Em discurso na 68ª Cúpula de Presidentes do Mercosul, realizada em Assunção, no Paraguai, Lula afirmou que o bloco precisa ser tratado como uma política de Estado e garantiu que o Mercosul continuará sendo prioridade para o Brasil independentemente do resultado das eleições presidenciais.
"O Mercosul não pode funcionar de acordo com a eleição desse ou daquele presidente. Se não, a gente nunca vai ter um bloco realmente forte e funcionando", afirmou o presidente durante o discurso.
Lula também abordou os efeitos da alternância de governos sobre projetos de longo prazo, argumentando que as mudanças políticas costumam interromper iniciativas antes que seus objetivos sejam alcançados.
Para ilustrar o ponto, o presidente recorreu a uma metáfora: "Eu sei o que é você subir 12 degraus de uma escada e depois de um ano descer esses 12 degraus. Depois você sobe mais 12 e volta mais 12. Você nunca consegue chegar àquilo que é o sonho das pessoas", declarou.

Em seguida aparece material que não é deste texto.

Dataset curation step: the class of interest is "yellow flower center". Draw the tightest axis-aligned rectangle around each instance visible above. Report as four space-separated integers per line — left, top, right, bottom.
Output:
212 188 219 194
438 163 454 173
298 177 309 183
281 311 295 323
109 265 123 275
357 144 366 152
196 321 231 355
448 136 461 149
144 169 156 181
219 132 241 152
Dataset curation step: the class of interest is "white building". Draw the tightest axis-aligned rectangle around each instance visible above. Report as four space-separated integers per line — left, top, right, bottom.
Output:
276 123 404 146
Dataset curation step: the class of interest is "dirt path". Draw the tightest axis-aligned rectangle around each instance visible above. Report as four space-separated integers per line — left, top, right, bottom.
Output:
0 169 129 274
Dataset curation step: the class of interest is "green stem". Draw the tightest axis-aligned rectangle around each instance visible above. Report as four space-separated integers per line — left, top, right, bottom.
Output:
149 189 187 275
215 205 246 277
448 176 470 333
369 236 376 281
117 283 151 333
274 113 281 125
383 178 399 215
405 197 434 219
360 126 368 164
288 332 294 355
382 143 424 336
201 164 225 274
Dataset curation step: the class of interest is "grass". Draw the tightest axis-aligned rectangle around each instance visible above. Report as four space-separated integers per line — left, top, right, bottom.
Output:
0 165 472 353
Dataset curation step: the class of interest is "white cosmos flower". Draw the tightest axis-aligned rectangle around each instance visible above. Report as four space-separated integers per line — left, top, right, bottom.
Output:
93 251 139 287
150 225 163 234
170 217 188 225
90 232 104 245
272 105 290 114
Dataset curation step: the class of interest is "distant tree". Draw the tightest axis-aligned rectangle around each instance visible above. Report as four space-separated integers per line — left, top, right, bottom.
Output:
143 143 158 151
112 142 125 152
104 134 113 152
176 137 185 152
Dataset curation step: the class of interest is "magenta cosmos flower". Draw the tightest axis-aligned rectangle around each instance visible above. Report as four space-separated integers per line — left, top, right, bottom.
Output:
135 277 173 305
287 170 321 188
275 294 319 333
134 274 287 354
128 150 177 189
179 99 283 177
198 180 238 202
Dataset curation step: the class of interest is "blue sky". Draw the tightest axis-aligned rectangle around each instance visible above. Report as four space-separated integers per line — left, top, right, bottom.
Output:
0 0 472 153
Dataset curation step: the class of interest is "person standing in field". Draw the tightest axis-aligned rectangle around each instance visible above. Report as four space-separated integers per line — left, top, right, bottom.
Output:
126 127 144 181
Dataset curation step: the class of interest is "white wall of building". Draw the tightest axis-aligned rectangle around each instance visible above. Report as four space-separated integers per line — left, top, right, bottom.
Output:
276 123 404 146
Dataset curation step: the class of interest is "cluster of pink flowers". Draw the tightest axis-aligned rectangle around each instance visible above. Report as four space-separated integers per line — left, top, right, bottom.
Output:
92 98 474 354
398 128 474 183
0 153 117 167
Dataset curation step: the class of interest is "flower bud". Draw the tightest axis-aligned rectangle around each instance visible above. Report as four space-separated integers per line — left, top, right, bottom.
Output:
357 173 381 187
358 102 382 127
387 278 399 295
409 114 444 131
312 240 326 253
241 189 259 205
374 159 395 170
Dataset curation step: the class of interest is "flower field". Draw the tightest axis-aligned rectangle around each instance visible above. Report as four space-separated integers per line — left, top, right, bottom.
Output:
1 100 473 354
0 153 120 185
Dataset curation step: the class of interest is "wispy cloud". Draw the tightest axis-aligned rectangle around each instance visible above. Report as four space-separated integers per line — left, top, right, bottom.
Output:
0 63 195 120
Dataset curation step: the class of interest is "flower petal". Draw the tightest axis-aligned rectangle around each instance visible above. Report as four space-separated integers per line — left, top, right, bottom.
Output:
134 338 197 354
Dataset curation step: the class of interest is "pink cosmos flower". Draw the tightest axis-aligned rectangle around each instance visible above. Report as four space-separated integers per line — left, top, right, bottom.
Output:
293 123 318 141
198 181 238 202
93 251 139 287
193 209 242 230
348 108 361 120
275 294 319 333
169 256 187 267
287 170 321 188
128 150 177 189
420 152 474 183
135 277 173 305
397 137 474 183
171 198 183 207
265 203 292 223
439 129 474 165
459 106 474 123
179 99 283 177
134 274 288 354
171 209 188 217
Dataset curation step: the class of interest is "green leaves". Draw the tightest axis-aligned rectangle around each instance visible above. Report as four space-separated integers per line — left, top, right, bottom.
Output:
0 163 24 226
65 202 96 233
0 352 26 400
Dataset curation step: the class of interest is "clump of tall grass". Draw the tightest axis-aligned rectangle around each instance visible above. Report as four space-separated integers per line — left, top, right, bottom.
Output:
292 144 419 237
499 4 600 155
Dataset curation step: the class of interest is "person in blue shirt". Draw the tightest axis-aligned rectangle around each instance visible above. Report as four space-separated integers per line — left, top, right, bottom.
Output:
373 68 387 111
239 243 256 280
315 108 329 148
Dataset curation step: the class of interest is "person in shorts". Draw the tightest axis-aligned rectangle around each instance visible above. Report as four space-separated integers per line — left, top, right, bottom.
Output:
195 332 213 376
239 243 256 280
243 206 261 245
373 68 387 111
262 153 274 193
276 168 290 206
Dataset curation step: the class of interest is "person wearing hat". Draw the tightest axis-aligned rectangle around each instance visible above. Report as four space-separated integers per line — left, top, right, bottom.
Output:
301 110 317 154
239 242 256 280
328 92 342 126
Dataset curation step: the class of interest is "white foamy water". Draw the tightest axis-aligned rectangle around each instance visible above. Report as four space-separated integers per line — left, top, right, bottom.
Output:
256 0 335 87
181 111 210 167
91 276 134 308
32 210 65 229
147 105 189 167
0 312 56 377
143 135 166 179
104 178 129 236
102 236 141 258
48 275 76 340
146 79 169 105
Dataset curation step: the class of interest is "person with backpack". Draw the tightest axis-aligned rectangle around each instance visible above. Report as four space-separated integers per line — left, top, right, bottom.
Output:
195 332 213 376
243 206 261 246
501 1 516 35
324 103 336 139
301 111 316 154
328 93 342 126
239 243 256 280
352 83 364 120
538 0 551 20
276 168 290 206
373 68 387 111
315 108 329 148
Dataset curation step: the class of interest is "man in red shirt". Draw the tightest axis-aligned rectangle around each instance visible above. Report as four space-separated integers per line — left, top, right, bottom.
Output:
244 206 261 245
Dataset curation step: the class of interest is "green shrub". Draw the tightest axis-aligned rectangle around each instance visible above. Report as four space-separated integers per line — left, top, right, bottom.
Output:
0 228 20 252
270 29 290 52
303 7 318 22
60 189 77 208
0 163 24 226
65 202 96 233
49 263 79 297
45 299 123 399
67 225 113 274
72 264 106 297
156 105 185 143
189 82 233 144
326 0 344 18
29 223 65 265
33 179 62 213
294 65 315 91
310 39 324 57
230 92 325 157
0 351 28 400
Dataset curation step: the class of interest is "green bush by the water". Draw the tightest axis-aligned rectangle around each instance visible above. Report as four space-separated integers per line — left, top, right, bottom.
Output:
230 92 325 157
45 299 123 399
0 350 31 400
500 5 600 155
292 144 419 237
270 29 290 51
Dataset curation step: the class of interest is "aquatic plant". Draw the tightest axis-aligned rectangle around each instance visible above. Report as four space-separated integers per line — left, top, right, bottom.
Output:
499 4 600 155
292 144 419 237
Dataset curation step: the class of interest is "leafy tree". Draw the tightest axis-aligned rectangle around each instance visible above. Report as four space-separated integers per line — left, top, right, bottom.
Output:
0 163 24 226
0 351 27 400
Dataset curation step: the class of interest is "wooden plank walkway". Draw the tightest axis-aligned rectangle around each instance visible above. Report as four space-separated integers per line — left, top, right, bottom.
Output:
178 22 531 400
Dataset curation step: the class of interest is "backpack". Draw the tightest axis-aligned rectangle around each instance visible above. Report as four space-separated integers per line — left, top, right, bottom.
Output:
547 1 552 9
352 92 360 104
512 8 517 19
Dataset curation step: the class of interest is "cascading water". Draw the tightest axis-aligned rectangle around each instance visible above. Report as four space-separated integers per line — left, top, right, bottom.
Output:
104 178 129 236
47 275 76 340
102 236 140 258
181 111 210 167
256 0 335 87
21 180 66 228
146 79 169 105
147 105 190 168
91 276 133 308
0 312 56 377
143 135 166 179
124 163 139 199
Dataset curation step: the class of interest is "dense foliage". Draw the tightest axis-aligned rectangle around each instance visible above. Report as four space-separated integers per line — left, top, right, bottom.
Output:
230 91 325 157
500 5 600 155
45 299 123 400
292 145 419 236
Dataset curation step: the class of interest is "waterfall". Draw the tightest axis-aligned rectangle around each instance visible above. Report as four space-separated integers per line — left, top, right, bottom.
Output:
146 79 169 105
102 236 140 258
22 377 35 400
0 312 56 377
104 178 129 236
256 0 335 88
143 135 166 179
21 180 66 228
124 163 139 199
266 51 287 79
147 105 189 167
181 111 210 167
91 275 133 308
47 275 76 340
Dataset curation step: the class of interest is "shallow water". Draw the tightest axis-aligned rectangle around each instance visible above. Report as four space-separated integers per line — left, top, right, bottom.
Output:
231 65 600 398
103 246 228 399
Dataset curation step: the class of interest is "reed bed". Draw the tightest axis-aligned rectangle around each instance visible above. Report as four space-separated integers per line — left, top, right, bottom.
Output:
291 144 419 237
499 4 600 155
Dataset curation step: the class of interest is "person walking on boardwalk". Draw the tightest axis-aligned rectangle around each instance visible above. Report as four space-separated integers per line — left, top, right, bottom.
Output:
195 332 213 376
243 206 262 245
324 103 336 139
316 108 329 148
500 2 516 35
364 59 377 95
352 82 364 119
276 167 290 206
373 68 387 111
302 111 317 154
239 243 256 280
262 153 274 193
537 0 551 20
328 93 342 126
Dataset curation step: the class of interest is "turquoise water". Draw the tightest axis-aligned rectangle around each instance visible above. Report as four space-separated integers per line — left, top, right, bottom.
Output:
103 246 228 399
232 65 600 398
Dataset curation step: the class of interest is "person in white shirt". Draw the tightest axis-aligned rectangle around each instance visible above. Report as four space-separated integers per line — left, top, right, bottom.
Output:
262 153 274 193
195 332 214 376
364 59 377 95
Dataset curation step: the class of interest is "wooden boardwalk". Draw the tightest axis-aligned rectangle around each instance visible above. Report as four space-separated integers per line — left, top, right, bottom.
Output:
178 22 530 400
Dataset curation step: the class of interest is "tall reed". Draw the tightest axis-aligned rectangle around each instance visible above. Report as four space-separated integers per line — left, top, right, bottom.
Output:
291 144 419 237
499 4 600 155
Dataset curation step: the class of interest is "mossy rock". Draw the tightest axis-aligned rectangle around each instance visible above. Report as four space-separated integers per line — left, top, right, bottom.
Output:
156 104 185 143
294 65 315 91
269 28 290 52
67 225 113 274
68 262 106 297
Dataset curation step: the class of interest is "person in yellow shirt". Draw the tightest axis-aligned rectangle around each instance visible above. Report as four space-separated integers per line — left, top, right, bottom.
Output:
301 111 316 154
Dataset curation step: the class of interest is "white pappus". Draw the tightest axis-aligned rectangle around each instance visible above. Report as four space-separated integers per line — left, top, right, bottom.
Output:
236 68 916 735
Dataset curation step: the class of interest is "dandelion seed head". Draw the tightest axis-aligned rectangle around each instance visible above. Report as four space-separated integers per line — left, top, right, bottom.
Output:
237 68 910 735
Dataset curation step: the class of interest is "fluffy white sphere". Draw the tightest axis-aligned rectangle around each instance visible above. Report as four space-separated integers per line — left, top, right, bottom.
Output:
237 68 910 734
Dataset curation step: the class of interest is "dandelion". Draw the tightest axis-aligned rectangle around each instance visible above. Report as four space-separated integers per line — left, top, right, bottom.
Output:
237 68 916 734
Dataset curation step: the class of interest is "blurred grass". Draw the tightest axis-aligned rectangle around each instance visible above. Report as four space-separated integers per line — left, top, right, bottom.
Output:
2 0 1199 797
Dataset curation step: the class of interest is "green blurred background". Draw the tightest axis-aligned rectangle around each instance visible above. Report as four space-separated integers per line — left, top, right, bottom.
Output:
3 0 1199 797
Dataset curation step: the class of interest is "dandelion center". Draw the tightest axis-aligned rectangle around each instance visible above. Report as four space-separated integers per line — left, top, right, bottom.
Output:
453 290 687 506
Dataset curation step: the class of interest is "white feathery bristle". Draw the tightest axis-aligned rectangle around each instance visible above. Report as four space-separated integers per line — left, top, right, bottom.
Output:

Ao tratar do cenário político brasileiro, Lula confirmou sua candidatura à reeleição em 2026, afirmando que o objetivo é preservar a democracia e dar continuidade às políticas implementadas por seu governo.
"Vou concorrer para garantir que o Brasil mantenha-se como país democrático, porque não é possível imaginar irresponsáveis governando um país de 215 milhões de habitantes", disse.
Críticas ao antecessor
Na parte improvisada do discurso, Lula fez um balanço de seus mandatos e destacou que seu governo retomou a redução da fome, ampliou o emprego e promoveu o crescimento econômico.
O presidente também afirmou que, ao retornar ao Palácio do Planalto em 2023, encontrou obras públicas paralisadas e estruturas ministeriais desmontadas, em uma crítica direta ao ex-presidente Jair Bolsonaro, pai do senador Flávio Bolsonaro (PL-RJ), apontado como principal adversário de Lula na disputa de 2026.
Na parte final do discurso, Lula retomou o tema da integração regional e reforçou que o Mercosul deve sobreviver às mudanças de governo nos países-membros.
"Acreditem: independentemente de quem seja eleito no Brasil, o Mercosul continuará sendo prioridade para o Brasil", disse.
O presidente ainda defendeu que as divergências entre os integrantes do bloco sejam resolvidas por meio do diálogo, apontando esse caminho como essencial para consolidar um projeto comum de integração econômica, política e cultural.